UrbanInstitute / education-data-package-r

https://urbaninstitute.github.io/education-data-package-r/
Other
85 stars 11 forks source link

API slow? #104

Open dcaud opened 2 years ago

dcaud commented 2 years ago

The below is taking several minutes and is ultimately only transferring less than 10mb of data:

  resp_df <- educationdata::get_education_data(
    level = "schools",
    source = "ccd",
    topic = "enrollment",
    filters = list(year = 2010, grade = 99),
    subtopic = list("race"),
    add_labels = TRUE
  )

Can this be sped up?

erika-tyagi commented 2 years ago

Hi @dcaud - thanks for flagging! When I ran that call, it took about 40 seconds. I'm guessing it was slower for you because the response was cached at the API layer just now (but wasn't when you first ran it) and/or the API was experiencing unusually high demand when you reported this.

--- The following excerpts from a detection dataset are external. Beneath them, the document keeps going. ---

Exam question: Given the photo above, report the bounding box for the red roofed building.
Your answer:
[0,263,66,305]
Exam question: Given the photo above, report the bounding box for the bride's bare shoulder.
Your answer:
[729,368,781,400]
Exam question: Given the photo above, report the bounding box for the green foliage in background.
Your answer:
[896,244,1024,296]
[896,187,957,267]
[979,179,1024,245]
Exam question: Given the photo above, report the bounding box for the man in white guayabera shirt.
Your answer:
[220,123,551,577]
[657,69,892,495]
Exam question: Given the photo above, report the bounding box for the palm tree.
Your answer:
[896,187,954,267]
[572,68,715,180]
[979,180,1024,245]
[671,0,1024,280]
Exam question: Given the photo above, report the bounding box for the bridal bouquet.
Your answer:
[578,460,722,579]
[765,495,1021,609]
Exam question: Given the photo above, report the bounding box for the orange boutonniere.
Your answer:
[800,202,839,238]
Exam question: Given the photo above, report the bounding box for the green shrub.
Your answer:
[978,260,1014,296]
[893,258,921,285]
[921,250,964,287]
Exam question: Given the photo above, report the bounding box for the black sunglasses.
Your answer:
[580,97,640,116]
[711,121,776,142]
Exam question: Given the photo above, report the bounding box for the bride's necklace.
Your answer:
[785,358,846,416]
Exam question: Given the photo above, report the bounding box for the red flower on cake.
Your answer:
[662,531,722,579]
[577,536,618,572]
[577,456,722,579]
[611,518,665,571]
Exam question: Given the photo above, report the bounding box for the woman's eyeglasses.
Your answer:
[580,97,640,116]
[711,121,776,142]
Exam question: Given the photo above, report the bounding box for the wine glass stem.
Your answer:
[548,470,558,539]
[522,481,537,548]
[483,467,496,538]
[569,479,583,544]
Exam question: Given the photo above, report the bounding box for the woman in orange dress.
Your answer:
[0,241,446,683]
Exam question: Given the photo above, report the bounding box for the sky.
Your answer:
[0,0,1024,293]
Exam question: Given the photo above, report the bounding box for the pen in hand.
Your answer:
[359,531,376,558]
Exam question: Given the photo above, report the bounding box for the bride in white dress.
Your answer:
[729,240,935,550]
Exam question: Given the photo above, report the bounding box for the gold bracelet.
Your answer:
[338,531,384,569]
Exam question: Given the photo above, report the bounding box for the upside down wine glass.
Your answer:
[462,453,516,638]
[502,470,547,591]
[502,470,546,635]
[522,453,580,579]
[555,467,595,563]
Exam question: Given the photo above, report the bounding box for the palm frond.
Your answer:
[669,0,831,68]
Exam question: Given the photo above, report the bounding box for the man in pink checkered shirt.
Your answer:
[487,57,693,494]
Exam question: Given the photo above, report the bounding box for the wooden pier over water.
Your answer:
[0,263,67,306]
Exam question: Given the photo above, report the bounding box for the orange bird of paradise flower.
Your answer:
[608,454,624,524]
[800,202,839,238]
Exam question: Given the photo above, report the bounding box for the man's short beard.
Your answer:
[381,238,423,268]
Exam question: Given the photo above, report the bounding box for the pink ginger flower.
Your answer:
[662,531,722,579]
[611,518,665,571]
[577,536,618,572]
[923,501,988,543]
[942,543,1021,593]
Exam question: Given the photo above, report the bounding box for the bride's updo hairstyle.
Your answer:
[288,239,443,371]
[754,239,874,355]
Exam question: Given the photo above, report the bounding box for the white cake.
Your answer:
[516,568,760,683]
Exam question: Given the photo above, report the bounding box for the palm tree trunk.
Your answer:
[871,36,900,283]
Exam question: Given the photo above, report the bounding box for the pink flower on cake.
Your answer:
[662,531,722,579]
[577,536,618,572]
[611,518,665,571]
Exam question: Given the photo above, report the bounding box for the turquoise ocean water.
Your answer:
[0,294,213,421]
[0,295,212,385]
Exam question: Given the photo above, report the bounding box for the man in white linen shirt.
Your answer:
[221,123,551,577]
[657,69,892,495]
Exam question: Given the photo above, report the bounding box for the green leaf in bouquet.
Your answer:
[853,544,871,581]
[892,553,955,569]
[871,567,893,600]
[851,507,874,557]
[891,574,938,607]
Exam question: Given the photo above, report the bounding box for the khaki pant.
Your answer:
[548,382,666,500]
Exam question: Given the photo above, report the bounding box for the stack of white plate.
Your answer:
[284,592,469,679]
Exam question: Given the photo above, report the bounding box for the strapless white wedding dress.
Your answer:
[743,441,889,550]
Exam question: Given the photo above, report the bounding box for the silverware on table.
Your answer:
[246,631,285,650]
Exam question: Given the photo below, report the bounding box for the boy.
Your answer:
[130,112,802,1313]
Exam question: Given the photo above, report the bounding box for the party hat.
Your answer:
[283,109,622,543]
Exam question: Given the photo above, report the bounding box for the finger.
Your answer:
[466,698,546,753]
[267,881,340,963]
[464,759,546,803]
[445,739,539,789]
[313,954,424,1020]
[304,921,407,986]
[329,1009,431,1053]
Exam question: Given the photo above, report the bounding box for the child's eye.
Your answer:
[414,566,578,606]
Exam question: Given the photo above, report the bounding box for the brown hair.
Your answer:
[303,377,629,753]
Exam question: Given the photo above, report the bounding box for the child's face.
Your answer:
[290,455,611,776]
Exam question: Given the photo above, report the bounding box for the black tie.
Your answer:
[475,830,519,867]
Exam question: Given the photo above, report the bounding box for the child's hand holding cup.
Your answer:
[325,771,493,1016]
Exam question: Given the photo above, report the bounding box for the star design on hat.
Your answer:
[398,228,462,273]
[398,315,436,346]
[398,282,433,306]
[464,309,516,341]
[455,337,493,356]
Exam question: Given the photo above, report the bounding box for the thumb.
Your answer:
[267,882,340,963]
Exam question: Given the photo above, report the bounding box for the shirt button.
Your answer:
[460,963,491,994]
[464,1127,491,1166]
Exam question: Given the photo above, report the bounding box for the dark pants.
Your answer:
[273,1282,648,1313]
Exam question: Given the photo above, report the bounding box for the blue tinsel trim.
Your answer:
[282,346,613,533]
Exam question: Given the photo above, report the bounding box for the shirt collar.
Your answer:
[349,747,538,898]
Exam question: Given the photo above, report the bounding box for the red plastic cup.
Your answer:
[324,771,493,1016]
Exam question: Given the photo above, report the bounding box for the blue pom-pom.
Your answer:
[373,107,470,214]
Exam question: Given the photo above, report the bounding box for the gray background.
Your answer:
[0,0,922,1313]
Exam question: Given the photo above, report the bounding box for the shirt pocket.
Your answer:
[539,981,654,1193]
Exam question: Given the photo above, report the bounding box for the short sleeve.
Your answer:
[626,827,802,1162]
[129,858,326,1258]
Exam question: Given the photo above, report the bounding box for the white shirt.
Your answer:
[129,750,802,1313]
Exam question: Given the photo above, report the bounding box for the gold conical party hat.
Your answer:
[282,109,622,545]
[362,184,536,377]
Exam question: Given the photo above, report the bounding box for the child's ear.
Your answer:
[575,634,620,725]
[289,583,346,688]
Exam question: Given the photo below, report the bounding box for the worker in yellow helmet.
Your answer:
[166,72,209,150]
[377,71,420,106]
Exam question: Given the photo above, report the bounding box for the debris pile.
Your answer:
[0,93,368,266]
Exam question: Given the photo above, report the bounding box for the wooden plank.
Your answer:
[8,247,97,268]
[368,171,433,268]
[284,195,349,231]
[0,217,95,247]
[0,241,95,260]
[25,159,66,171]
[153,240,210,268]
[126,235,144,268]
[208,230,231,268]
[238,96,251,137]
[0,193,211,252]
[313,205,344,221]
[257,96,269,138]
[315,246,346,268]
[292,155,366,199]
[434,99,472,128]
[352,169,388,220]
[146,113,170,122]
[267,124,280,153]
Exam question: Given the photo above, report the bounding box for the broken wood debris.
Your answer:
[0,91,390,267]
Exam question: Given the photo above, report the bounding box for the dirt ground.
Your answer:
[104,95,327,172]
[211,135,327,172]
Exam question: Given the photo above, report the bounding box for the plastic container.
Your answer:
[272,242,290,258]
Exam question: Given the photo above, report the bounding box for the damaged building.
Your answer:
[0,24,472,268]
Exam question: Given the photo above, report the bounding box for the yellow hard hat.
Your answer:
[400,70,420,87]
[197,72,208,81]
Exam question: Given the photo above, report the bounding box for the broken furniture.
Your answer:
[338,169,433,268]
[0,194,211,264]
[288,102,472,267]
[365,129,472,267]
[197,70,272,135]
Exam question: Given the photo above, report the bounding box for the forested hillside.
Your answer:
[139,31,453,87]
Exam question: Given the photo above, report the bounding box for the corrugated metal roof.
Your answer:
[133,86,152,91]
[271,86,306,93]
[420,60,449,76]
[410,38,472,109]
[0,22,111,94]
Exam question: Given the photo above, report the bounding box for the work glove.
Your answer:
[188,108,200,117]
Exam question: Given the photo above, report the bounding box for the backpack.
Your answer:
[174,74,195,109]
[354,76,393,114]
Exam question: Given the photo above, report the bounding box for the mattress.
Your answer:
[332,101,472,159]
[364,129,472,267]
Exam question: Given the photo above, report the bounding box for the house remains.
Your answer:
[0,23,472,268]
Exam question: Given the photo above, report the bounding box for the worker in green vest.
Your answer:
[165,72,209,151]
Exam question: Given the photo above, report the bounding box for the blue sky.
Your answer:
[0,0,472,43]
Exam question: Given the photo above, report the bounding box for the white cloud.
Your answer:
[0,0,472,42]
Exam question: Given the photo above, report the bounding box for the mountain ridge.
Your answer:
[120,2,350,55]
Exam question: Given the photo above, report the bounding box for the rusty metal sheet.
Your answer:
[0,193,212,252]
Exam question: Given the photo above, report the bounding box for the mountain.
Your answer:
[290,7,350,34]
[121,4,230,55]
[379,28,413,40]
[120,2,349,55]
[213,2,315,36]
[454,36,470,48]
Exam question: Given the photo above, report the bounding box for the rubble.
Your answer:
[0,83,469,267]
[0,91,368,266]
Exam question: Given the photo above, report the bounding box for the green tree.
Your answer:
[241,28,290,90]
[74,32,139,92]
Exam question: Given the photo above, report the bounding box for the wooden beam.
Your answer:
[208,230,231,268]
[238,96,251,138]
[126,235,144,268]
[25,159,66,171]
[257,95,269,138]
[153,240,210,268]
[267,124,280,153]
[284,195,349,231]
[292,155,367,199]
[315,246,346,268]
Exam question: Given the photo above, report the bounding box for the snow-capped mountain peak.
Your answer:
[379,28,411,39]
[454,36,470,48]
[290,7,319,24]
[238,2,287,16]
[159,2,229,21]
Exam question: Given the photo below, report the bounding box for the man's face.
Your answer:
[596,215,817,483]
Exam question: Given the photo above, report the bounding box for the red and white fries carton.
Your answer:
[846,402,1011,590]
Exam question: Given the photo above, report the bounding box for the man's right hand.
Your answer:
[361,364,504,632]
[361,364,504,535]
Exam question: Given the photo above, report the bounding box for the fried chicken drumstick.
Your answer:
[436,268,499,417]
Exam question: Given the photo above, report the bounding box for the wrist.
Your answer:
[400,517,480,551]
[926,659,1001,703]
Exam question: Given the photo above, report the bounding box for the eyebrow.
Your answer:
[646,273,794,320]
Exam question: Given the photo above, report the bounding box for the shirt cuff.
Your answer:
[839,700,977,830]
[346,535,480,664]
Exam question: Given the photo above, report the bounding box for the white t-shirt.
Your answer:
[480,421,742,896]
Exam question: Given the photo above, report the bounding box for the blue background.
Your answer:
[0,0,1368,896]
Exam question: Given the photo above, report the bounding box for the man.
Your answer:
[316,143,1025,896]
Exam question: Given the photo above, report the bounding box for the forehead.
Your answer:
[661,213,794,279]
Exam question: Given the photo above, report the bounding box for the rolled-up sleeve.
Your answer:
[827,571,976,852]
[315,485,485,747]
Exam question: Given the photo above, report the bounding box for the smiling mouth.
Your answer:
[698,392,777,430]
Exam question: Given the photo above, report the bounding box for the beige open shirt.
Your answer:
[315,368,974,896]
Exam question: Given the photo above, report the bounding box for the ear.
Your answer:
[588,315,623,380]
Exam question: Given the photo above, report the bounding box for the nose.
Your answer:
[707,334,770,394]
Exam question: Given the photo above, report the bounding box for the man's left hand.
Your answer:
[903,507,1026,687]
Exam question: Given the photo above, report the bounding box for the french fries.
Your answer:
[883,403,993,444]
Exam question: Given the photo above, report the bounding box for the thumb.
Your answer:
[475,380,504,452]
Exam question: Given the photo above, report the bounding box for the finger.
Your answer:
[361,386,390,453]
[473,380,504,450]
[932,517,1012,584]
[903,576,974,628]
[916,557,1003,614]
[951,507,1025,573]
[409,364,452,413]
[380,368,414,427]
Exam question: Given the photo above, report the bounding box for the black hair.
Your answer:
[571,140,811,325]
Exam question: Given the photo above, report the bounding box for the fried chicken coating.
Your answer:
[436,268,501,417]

Another option you could try is to pass the csv flag into the function call, which will read from the full grade/sex/race disaggregated enrollment data as a CSV (rather than from the API):

resp_df <- educationdata::get_education_data(
    level = "schools",
    source = "ccd",
    topic = "enrollment",
    filters = list(year = 2010, grade = 99, sex = 99),
    subtopic = list("race"),
    add_labels = TRUE, 
    csv = TRUE
) 

Note that you'll have to filter to sex = 99 with the csv flag to match your original output.

Benchmarking just now, the csv option took about 70 seconds (i.e. slower than the 40 seconds I saw from the original call, but faster than the several minutes you reported).

I'll do some digging to see if there are other ways we can optimize that particular endpoint at the API level, and sorry I don't have a more satisfying answer for you!